Frogger and I had a second negative encounter. While waiting in line for the buffet, he stood not one foot away from me, facing me while I was looking in the other direction.

As an aside — I’m big on personal space. I’m not a fan of close talkers. I never want to get close enough to smell what you might have been eating five minutes before. I don’t want to gaze into your pores. We don’t live in China; there’s plenty of space here for all of us, so back the hell up.

Sick of him in my space, I glared at him, and he said that he was “just testing.”

Gina: “Just testing what?”
Frogger: [to the woman behind me] “She [meaning me] used to be my girl. We used to hang out all the time.”
G: “Ummm . .. WHAT are you talking about? I’ve never hung out with you.”
F: “We used to hang out at Red’s all the time?”
G: “Red’s?? I’ve been to Red’s, like, four times in my LIFE.”
F: “See . . . now she’s trying to play me off.”
Woman behind me: “Maybe she just looks like someone you know.”
F: “No, it’s her. She knows what I’m talking about.”
G: “Listen, you stand in my face, claim that I used to hang out with you — which I didn’t — and now you say I’m LYING about it? What reason would I have for lying? You’ve got the wrong person. Period.”
F: [to the woman behind me] She’s a nice woman.
G: “I’m trying to be. You’re not making it easy, though.”
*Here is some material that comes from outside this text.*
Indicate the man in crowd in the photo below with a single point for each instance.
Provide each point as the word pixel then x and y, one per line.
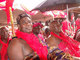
pixel 26 42
pixel 4 39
Frogger went on his merry way — before he got cracked in the head with a chicken leg.

As the evening progressed, Frogger was the subject of much conversation. The women were irritated, and the men stopped ignoring him, and had decided, instead, to take him out back, Tony-Soprano-style.

Frogger must have sensed that he was in trouble and left abruptly.

We were glad to see him go, but I must admit that Frogger was responsible for a lot of co-mingling. If a guy didn’t have an opening line, he could merely point to Frog Man, and say “what’s up with him?” Much conversation ensued.

In the end, a good thing. And he gave me a great story.


2 Responses to “Boy story — the Barbecue Stalker”


  1. July 6, 2009 at 2:48 pm

    Yikes! This is hilarious, though I’m sure it didn’t feel like it at the time. I wish you would have hit him with a chicken leg! In fact, I might have paid for photos of that ;-)

  2. July 7, 2009 at 7:31 am

    Why you fronting like yall didnt hang out at Red’s ALL the time. You prolly hurt his feelings lol.